Daí, sim, vem a constatação assustadora: o fim da Era da Imagem. Ela começou com a popularização da televisão e chegou ao auge com o advento do TikTok, em que tudo passou a ser globalmente creditado e moldado por aquilo que as pessoas tinham a capacidade de ver: eventos históricos, padrões estéticos, construções de reputações, guerras, grandes comemorações e desastres. Se havia uma câmera registrando, era então verdade. Os relatos orais ou escritos deixaram de ser suficientes, e assumiram um papel secundário de legenda para aquilo que não podia enganar os olhos.

Mas, diante da imensa e chocante quantidade de pessoas que, mesmo com a transmissão ao vivo da barbárie em Brasília, se recusa a admitir o violento ataque ao Estado de Direito, é impossível não constatar que a Era da Imagem deu lugar à Era das Narrativas. Existe aqui um lado bom e outro ruim. No primeiro caso, a possibilidade de pessoas antes invisibilizadas pelas estruturas opressoras de poder dividirem suas experiências e assumirem o pleno exercício da cidadania que a sociedade lhes refutou.

O lado negativo, orquestrado por líderes e algoritmos mal-intencionados, é o monopólio da narrativa de como o sujeito enxerga e conta as histórias, não necessariamente o que acontece e todo mundo vê. As imagens passam a ser as legendas dos discursos, e não o contrário; são adaptadas (ou manipuladas) de acordo com os interesses de quem os pronuncia e em nome do engajamento. Uma pessoa chegou a me escrever no último domingo, enquanto jorravam na TV as cenas do quebra-quebra: “Será que você não percebeu que é deep-fake (nota: criação de vídeos e áudios falsos por inteligência artificial)? Essas imagens estão sendo totalmente inventadas pela mídia”.
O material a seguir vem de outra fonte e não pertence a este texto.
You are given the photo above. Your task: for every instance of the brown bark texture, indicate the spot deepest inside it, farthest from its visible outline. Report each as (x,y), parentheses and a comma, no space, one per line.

Não adianta rebater com ciência, levar a pessoa ao local, testemunhar os escombros. Ela se diz negra, mesmo sem um pingo de melanina, só para roubar o lugar de alguém no concurso; ela mente que vacina faz mal, absurdo que parecia desde 1904 tão superado; ela se diz patriota, enquanto joga a obra “Bandeira do Brasil”, de Jorge Eduardo, no chão inundado. Qualquer opinião tem para si força de lei, e assim nem a lei é respeitada, quando esta confronta uma opinião.

Não há divergência ou diálogo; apenas oponência e monólogos rasos, que, claro, descambam para a violência. Com um mundo cada vez mais virtual e metavérsico, tudo passa a ser relativo, sobretudo a realidade. Em meio a tantas tecnologias e mudanças que põem em xeque a sanidade intelectual, o Brasil precisa, com urgência, se lançar num projeto revolucionário e inédito em sua História, para construir narrativas saudáveis, retomar sua dignidade como nação, realfabetizar-se na democracia e garantir a integridade física, mental e social de seu povo. Ele se chama escola.